Was Treasury Department right to blacklist crypto platform? The lawsuit will tell

A group of crypto investors sue the US Treasury Department over blacklisting Tornado Cash

treasury department

Was Treasury Department right to blacklist crypto platform? The lawsuit will tell. Source: pixabay.com

According to the New York Times, investors sued the Treasury Department to dispute government sanctions denying Americans access to the popular crypto platform Tornado Cash. The lawsuit is financially supported by the cryptocurrency exchange Coinbase. 

Tornado Cash was banned last month since criminals have allegedly used it to launder virtual currencies. While the investigation goes on, the US government placed Tornado Cash on the OFAC sanctions list to prevent hacking, money laundering and other cryptocurrency crimes.

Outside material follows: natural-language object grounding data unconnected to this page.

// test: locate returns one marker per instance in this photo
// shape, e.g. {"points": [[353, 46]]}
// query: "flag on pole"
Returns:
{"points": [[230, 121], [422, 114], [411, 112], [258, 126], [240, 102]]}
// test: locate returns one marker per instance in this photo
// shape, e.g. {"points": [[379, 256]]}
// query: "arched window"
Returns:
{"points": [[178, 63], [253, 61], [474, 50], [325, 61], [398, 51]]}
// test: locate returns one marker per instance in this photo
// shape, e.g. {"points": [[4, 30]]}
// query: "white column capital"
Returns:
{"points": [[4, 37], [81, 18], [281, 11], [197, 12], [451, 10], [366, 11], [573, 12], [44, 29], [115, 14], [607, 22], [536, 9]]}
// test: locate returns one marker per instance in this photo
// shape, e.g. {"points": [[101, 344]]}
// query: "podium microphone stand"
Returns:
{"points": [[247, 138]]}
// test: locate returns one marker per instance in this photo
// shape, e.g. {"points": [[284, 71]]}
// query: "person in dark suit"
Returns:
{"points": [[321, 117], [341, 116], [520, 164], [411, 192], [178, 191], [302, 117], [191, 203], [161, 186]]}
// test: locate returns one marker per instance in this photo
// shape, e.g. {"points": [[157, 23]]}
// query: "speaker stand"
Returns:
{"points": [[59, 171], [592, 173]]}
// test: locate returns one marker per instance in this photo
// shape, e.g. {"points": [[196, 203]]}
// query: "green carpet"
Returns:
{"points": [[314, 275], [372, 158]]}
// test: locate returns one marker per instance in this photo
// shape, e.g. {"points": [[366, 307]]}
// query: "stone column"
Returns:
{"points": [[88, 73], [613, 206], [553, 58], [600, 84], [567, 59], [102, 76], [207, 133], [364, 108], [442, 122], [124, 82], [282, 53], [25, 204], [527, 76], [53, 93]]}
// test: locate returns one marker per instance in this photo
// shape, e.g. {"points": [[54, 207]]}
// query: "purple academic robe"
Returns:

Coinbase has previously confronted the federal government over its tough regulation of digital assets. Many crypto industry groups have also fiercely reacted to the Treasury Department’s decision. They believe that the crackdown endangers a critical blockchain tool for preserving privacy. The new lawsuit also argues that the Treasury Department has no legal authority to ban Tornado Cash.

Cryptocurrency mixers: privacy or crime?

The infamous crypto platform is a so-called cryptocurrency mixer. That means cryptocurrency transactions are routed through a mixer, combining streams of funds to obscure where the money originated. Therefore, such transactions are harder for law enforcement officials and other observers to track.

Providing utter anonymity, crypto mixers are favourite money laundering tools for criminals. For instance, a North Korean-backed hacking group has recently used Tornado Cash to launder more than $455 million, according to the Treasury Department. Moreover, the Department estimated that the service helped criminals launder a total of $7 billion in virtual currency.

However, crypto supporters argue that mixers themselves are a neutral tool, often used by people who simply want to protect their privacy. For example, one plaintiff in the given lawsuit used Tornado Cash to send funds to support the Ukrainian war effort, hoping to preserve his anonymity and avoid prosecution by the Russian government.

Besides, there are different types of crypto privacy services. Formally speaking, Tornado Cash is not a traditional company run by executives. It is rather a set of “smart contracts” — pieces of code that operate independently of any entity. Therefore, the party who initiated the lawsuit claims that the Treasury Department lacks the authority to restrict access to a software program.